Specializes in SRNA, ICU and Emergency Mursing.

Well I suppose I'm asking the wrong people. I felt my home hospital was not telling me because they don't want the staff to know what they are paying the registry nurses in the same department. At my registry work hospitals, I really am only asking the staffing supervisors and they too will not give me straight numbers.

I guess I'll try to make an appointments with the HR departments and test my luck there. I have an idea of what to charge, but I don't want to over/undershoot myself in the foot.

Travel rate is higher than per diem.

Specializes in SRNA, ICU and Emergency Mursing.

I understand that, and those are numbers I'd like to see as well. I'm not really interested in traveling as I have a mortgage to pay, but still want to know the numbers in case I get nurses that I can contract out. I don't suppose you would like to share your bill rates? And further enlighten an up and coming entrepreneur?

I don't have a bill rate sheet. Every assignment is a one off as I said for maximum flexibility. If you start by getting a manager wanting to use you and they don't want to propose a rate, make up one you are sure is a bit high. They will take it or now name a number themselves. No point to this exercise if there is not a need.

Specializes in SRNA, ICU and Emergency Mursing.

I read before that you have no set bill sheet. I understand you negotiate. But perhaps you would share an average rate? Or minimum bill rate you would set for an ICU or ER shift vs a traveler ICU/ER shift?

No idea what other specialties (or even my specialty) get in unspecified locations at an unspecified time at an unspecified facility. Travelers always want to know if offered compensation is fair - also impossible to say from here. You may think you have struck a gold mine of information here, but I've told you three methods to discover what you are looking for - that is what you are going to have to do. Can't spoon feed you what I don't know. I go through much the same routine for travelers - whose method boils down to shop agencies offering assignments in the location of interest. On the agency end, you have to test a local market for the bill rate it will tolerate.

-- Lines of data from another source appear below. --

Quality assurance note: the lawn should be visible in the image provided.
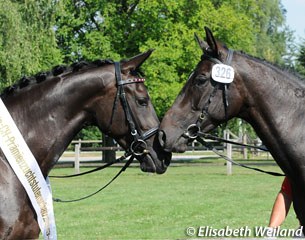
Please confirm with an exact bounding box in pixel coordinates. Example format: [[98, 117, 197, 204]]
[[47, 163, 298, 240]]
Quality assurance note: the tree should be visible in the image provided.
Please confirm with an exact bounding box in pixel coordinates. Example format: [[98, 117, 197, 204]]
[[0, 0, 61, 87], [296, 40, 305, 78]]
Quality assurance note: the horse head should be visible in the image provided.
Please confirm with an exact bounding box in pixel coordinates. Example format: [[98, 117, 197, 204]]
[[159, 27, 242, 152], [88, 50, 171, 173]]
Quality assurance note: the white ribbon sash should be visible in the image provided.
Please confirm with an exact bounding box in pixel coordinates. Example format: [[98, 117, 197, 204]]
[[0, 99, 57, 240]]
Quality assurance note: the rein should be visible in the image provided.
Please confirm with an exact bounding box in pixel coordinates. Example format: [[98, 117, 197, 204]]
[[196, 136, 285, 177], [50, 62, 159, 203]]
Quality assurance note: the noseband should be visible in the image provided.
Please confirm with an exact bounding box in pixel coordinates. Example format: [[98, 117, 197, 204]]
[[108, 62, 159, 156], [183, 49, 234, 139]]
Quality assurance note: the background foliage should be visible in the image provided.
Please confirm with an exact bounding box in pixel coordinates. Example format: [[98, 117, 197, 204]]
[[0, 0, 305, 139]]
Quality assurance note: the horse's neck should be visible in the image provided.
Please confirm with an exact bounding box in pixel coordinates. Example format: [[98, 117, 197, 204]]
[[5, 71, 104, 174], [237, 54, 305, 172]]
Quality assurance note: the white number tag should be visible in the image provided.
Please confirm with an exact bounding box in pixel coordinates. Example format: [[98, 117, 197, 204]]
[[212, 64, 234, 83]]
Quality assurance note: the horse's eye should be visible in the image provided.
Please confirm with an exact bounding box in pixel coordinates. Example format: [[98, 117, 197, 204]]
[[136, 98, 148, 107]]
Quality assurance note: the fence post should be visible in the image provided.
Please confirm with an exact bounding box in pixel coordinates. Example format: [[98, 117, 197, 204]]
[[242, 133, 248, 159], [74, 140, 81, 174], [102, 134, 116, 162], [226, 131, 232, 175]]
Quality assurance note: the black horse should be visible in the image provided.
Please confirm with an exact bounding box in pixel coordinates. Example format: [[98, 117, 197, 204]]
[[0, 50, 171, 239], [159, 28, 305, 230]]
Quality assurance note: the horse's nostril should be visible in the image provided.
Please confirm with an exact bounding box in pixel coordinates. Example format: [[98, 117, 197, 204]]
[[158, 130, 166, 147]]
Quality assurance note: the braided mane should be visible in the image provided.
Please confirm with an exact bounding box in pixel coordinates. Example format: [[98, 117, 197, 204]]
[[1, 59, 113, 97]]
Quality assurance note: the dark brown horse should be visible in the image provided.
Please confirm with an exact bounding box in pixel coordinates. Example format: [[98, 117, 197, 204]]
[[0, 51, 171, 239], [159, 28, 305, 230]]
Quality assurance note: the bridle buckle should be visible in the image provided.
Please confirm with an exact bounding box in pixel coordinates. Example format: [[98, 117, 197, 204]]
[[129, 139, 147, 156], [185, 124, 200, 139]]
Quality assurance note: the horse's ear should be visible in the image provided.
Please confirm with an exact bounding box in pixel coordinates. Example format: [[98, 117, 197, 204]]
[[122, 49, 154, 71], [194, 33, 209, 51], [204, 27, 218, 54]]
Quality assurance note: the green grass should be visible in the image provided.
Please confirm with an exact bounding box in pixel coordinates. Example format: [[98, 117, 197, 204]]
[[47, 164, 298, 240]]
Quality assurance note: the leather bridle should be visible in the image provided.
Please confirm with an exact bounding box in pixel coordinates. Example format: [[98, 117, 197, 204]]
[[108, 62, 159, 156], [183, 49, 234, 139]]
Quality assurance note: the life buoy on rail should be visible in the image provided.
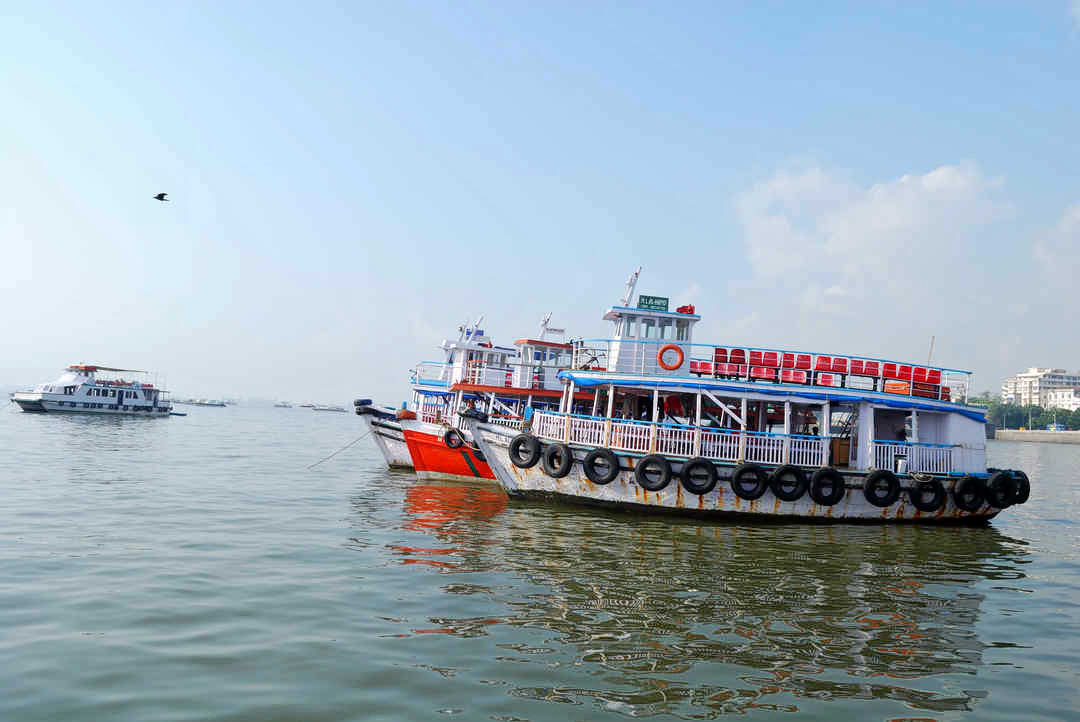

I'll give you a fourth method. Walk into HR/staffing at the hospital you work at and make friends and start asking questions. They may share a rate sheet or contract that they or their VM publish, or one from a staffing agency. I've never seen a contract with a confidentiality clause (other than protected health information) so there is no contractual prohibition against doing so. Even so, generally they are reluctant to do that - kind of like Walmart putting wholesale prices on the stuff they sell - I don't think their vendors would like that, and certainly customers will find wholesale rates offensive. No one want to give employees more power: information equals power. Good luck, and try to get over your bill rate hangup, it is just not that important. What is important is the manager wanting to hire you. All the other stuff will just happen after that.